The Available Amount in POCA Confiscation Cases: Preferential Debts Explained

When the Crown Court determines the available amount under section 95 of the Proceeds of Crime Act 2002 (POCA), the legislation only allows certain liabilities to reduce the figure. These are known as “priority obligations”.

One key category is preferential debts, but what exactly falls within that definition?

Section 95 POCA and Priority Obligations

Under section 95(2)(b) POCA, an obligation has priority if it is one which would be treated as a preferential debt under insolvency law. That means we need to look at the Insolvency Act 1986, specifically section 386 and Schedule 6.

Section 386 Insolvency Act 1986

Section 386 confirms that “preferential debts” are those listed in Schedule 6. These are debts which, in bankruptcy or winding up, rank ahead of ordinary unsecured creditors.

The legislation also distinguishes between:

  • Ordinary preferential debts – the traditional categories, such as employee-related claims.

  • Secondary preferential debts – introduced more recently, covering certain HMRC liabilities.

What Debts Are Preferential?

Schedule 6 includes:

Ordinary Preferential Debts

  • Employee wages and salaries (subject to statutory limits, usually capped to arrears in the four months before insolvency).

  • Holiday pay due to employees.

  • Occupational pension scheme contributions owed by the employer.

  • Certain levies and compensation scheme contributions, e.g. to the Financial Services Compensation Scheme.

Secondary Preferential Debts

Since reforms in 2020, HMRC has regained preferential creditor status for specific tax debts, including:

  • VAT

  • PAYE income tax

  • Employee National Insurance contributions

  • Construction Industry Scheme (CIS) deductions

Importantly, these only cover “trust” taxes collected by businesses on behalf of others (like VAT or PAYE). Corporation tax and employer NICs remain ordinary unsecured debts.

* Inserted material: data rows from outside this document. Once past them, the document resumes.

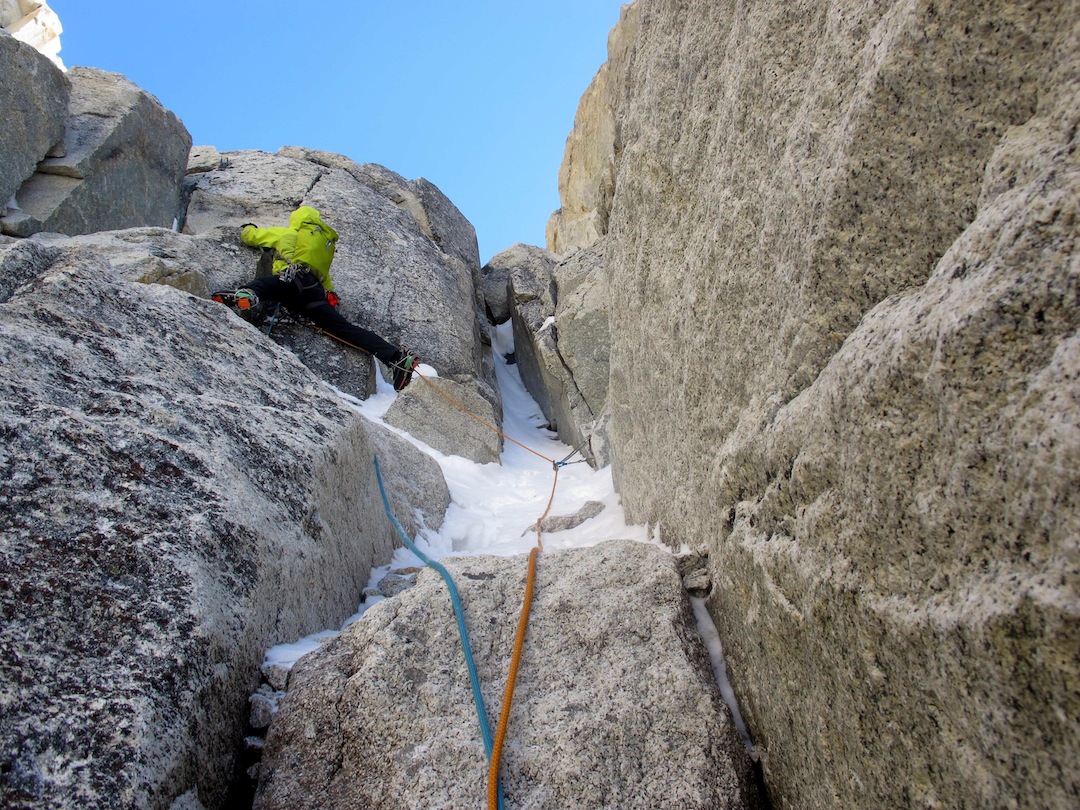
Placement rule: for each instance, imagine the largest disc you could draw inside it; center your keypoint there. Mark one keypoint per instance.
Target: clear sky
(477, 96)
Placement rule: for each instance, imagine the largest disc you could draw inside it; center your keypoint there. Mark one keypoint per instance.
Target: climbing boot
(403, 366)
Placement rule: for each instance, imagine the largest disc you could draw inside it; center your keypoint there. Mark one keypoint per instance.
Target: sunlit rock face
(178, 495)
(35, 23)
(841, 247)
(120, 163)
(615, 704)
(32, 113)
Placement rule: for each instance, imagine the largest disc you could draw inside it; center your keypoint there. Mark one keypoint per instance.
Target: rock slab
(616, 705)
(169, 510)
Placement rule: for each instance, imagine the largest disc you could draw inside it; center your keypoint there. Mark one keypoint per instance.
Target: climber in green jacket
(301, 282)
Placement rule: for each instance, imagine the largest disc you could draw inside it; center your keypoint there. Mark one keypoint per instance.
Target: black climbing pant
(306, 296)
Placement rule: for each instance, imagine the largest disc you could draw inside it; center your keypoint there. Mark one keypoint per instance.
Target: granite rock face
(170, 511)
(404, 266)
(615, 704)
(562, 339)
(122, 163)
(841, 243)
(32, 112)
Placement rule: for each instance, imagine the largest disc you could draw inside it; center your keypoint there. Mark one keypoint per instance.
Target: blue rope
(458, 611)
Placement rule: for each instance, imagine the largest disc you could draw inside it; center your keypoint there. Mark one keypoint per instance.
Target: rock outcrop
(562, 340)
(170, 510)
(121, 163)
(404, 267)
(34, 23)
(841, 242)
(615, 704)
(32, 112)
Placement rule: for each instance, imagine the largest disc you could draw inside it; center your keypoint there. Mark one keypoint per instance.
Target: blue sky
(476, 96)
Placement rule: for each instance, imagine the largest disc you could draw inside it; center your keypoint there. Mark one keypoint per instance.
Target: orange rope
(523, 621)
(508, 697)
(486, 424)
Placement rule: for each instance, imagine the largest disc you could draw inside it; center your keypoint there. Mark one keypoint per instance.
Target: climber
(301, 281)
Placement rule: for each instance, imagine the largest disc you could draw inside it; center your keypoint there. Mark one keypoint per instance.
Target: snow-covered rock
(121, 163)
(178, 494)
(615, 702)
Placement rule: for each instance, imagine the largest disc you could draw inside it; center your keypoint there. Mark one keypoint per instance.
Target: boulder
(588, 173)
(203, 159)
(841, 243)
(615, 704)
(534, 267)
(171, 510)
(123, 163)
(35, 23)
(390, 269)
(34, 102)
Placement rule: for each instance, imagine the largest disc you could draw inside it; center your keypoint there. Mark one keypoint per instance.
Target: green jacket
(307, 241)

What Does Not Count as Preferential?

  • Bank loans, overdrafts and mortgages

  • Credit card balances

  • Trade creditor debts

  • Personal loans

  • Legal aid contributions

These may be pressing liabilities, but they do not reduce the available amount under POCA.

Why It Matters in Confiscation Proceedings

When assessing assets against liabilities, defendants often seek to argue that general debts should reduce the available amount. The law is clear: unless the debt falls within the narrow list of preferential debts under the Insolvency Act, it cannot be deducted.

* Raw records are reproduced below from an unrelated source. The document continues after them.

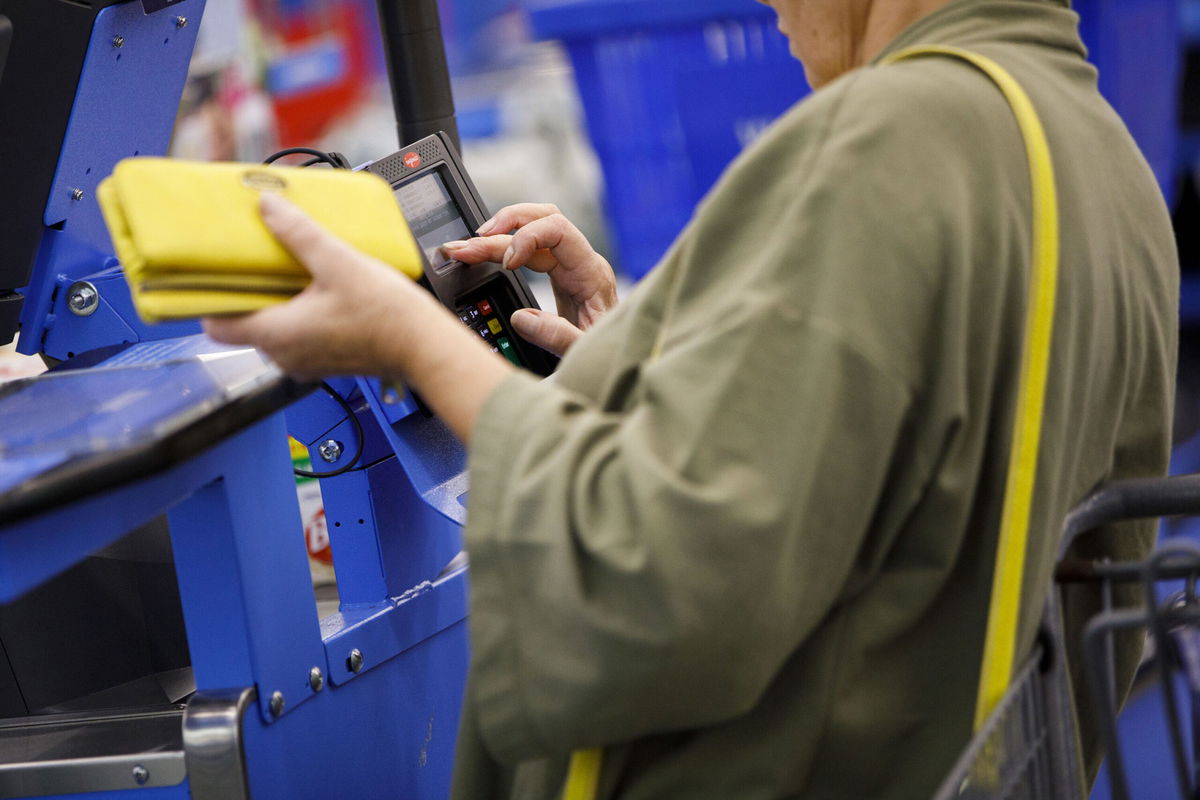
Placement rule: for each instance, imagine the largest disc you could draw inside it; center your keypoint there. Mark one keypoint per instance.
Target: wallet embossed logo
(263, 181)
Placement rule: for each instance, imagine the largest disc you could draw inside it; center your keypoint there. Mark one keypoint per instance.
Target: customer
(744, 540)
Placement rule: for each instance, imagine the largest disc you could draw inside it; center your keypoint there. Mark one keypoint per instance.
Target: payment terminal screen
(432, 214)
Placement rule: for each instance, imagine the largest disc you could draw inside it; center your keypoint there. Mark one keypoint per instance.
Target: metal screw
(83, 299)
(330, 450)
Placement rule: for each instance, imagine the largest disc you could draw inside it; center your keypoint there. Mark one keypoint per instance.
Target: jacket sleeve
(651, 570)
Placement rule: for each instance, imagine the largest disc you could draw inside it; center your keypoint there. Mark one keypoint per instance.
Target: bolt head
(83, 299)
(330, 450)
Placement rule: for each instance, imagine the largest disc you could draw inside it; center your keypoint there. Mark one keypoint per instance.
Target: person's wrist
(399, 323)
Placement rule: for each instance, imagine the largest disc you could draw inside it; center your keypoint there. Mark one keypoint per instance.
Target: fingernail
(526, 320)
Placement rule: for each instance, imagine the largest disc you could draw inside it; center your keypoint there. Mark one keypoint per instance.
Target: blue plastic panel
(125, 106)
(588, 18)
(648, 73)
(1137, 46)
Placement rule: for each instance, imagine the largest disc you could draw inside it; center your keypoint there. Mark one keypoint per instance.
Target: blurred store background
(623, 113)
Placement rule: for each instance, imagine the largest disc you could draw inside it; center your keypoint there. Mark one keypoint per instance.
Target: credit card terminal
(442, 204)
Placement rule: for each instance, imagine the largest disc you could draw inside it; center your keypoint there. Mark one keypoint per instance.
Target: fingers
(556, 234)
(311, 245)
(547, 331)
(492, 248)
(516, 216)
(479, 250)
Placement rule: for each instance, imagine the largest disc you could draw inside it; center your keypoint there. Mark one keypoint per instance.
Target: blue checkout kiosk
(159, 636)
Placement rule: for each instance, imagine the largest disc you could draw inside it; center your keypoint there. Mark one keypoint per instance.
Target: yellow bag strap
(1003, 614)
(1000, 645)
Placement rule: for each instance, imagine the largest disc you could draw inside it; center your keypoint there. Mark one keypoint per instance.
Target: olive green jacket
(757, 564)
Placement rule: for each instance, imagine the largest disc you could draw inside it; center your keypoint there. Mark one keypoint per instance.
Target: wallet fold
(192, 244)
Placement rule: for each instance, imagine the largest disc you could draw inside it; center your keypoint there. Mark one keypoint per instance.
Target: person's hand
(340, 322)
(546, 241)
(360, 317)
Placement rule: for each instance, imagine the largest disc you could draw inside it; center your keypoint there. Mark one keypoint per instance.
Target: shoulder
(936, 113)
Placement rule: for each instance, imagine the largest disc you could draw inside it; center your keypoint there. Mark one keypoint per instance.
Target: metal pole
(417, 68)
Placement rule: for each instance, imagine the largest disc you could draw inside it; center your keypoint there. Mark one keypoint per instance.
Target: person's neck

This has two key implications:

  1. Defence teams should carefully identify whether any HMRC liabilities fall within the secondary preferential category.

  2. Practitioners must manage client expectations, most personal debts will not reduce the confiscation order.

Conclusion

The concept of “preferential debt” in POCA is not intuitive, because it imports terminology from insolvency law. In practice, only a limited range of debts reduce the available amount, mainly employee-related liabilities and certain HMRC taxes.

For defendants, this means that many day-to-day debts simply do not count. For practitioners, it underlines the importance of knowing exactly which liabilities qualify when challenging the Crown’s figures.